Rep. Pete Sessions, the chair of the National Republican Congressional Committee:   “I didn’t change my mind. It [Obama’s plan to extend the payroll tax cut] is a bad idea. But when you combine that with something else — for instance, when we voted the extension of the tax cuts — when you mirror that with something that’s a job stimulus, an economic growth package, then it’s a good deal.” [Washington Post]

Republican Ways and Means Committee Chairman Dave Camp (MI-04). “I’m not in favor of that. I don’t think that’s a good idea,” Camp said of extending the payroll tax cut. “We need a more overarching approach to our tax policy,” Camp said, calling the payroll tax holiday “piecemeal.” [The Hill, 8/14/11]

Time and Again, Republicans through their Brinkmanship have Manufactured Crises, Creating Economic Uncertainty

Debt Ceiling/Default Crisis — Throughout the summer, Republicans in Washington engaged in brinksmanship with the debt limit in order to insist upon a far-right ideological agenda.  This weakened our economy and led to Standard and Poor’s downgrading the U.S. credit rating of the United States from AAA to AA+.  S&P highlighted, "The political brinksmanship of recent months highlights what we see as America’s governance and policymaking becoming less stable…. The statutory debt ceiling and the threat of default have become political bargaining chips.”  There was only one political party that was using the debt ceiling as a bargaining chip.  Fed Chairman Ben Bernanke said, “The negotiations that took place over the summer disrupted financial markets and probably the economy as well.” [August 26]

CR – Republicans played politics last spring with the government funding bill — threatening a government shutdown that according to analysts at Goldman Sachs “could shave 0.2 percent off the growth of Gross Domestic Product for every week it continued.” 

FAA Shutdown — Republican intransigence resulted in a 13-day shutdown of the Federal Aviation Administration that furloughed tens of thousands of construction workers and thousands of federal employees.
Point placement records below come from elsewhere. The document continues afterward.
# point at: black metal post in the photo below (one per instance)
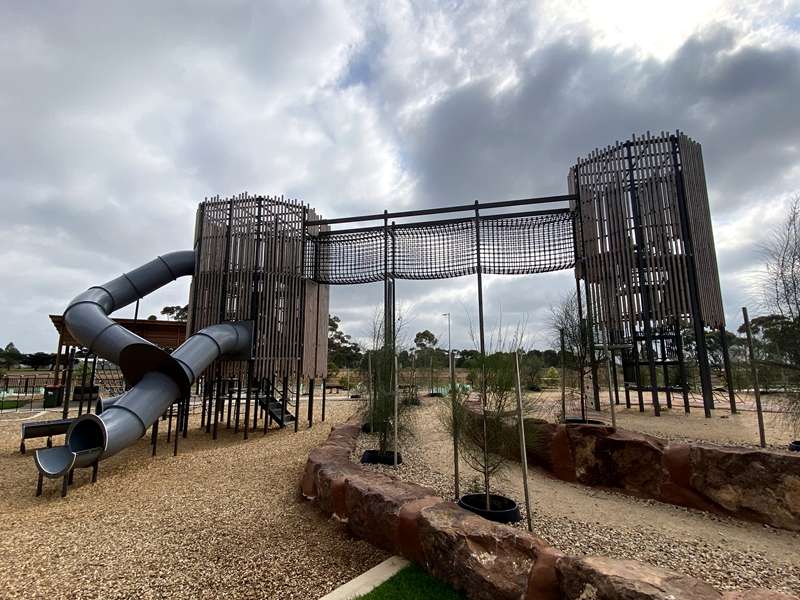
(482, 336)
(68, 383)
(311, 402)
(682, 366)
(754, 371)
(580, 272)
(665, 370)
(91, 383)
(301, 328)
(726, 361)
(178, 420)
(154, 435)
(324, 393)
(614, 377)
(83, 384)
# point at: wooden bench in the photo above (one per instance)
(37, 429)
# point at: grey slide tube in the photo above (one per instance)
(158, 378)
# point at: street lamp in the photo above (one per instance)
(449, 344)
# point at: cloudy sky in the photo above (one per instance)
(118, 118)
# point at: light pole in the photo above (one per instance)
(451, 364)
(449, 344)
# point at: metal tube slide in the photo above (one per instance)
(157, 378)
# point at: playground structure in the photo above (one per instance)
(635, 225)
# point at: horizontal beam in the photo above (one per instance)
(446, 209)
(419, 224)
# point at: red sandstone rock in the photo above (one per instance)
(409, 544)
(617, 458)
(373, 503)
(543, 577)
(600, 578)
(758, 594)
(483, 559)
(561, 460)
(757, 484)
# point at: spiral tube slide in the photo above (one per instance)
(157, 378)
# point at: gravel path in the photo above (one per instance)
(727, 553)
(222, 519)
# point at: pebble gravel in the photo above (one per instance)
(578, 520)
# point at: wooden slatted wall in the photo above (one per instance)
(251, 266)
(609, 181)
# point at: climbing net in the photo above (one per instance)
(436, 250)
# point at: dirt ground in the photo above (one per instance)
(222, 519)
(726, 552)
(740, 429)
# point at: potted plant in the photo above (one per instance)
(479, 427)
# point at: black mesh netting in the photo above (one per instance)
(508, 246)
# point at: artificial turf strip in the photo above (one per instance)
(412, 583)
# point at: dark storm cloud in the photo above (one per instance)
(118, 119)
(739, 102)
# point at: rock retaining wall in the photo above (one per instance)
(758, 485)
(482, 559)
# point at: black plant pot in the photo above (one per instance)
(582, 421)
(376, 457)
(502, 509)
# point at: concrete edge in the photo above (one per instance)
(368, 581)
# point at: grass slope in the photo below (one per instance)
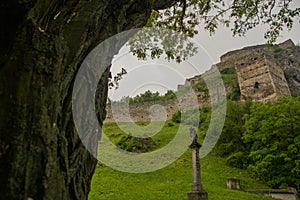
(172, 182)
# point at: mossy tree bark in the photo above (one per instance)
(42, 44)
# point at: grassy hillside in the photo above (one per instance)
(172, 182)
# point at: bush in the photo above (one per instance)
(238, 160)
(176, 117)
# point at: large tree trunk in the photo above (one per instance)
(43, 43)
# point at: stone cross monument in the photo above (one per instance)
(197, 192)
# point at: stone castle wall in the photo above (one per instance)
(260, 78)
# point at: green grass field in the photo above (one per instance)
(172, 182)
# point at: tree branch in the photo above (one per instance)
(162, 4)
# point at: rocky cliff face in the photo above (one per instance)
(262, 73)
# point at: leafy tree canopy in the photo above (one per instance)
(173, 26)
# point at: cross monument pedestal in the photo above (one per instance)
(197, 192)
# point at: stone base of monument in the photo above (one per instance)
(197, 195)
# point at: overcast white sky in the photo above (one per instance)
(160, 75)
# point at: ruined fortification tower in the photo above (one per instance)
(259, 74)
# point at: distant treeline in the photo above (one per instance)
(148, 96)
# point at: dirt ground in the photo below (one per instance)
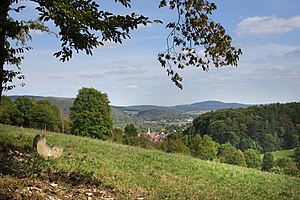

House Republicans refused to reauthorize the FAA without including an anti-union provision that would make it harder for workers at airlines and railroads to unionize. Airline inspectors were forced to work without pay during the shutdown.
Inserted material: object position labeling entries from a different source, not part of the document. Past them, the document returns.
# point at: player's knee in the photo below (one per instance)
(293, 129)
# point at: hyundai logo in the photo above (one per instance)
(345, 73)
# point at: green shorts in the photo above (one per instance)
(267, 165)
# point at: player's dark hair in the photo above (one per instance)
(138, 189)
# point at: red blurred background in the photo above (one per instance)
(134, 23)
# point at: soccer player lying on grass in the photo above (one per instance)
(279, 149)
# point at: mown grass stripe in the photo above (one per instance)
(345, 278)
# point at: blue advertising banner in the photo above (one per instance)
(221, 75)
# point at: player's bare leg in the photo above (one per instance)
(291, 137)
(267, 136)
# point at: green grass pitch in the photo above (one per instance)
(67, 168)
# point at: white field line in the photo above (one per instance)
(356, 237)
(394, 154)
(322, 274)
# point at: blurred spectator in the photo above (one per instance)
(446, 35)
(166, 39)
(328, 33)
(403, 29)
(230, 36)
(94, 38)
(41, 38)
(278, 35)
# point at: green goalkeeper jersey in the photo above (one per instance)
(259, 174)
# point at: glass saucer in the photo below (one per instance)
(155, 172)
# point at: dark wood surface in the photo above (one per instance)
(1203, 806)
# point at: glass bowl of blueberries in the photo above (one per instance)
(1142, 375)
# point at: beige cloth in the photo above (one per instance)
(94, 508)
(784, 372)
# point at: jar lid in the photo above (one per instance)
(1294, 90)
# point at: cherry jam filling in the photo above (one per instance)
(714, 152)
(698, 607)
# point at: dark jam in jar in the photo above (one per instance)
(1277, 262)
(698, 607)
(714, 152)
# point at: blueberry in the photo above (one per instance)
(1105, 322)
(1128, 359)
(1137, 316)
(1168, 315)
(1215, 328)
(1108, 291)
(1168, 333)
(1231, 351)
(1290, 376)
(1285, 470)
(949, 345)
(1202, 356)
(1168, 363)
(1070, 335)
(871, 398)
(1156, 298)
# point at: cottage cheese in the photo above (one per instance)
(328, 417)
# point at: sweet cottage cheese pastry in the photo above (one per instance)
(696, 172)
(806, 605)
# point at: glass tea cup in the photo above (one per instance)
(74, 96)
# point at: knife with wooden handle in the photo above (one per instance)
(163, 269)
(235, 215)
Destroying American Jobs/Playing Politics with Disaster Relief — In September, Republicans passed legislation that held essential disaster relief hostage, insisting on cuts that would have cost 10,000 good-paying American jobs by slashing Advanced Technology Vehicle Manufacturing loans to produce cleaner American cars – a cut opposed by both the Chamber of Commerce  and the National Association of Manufacturers.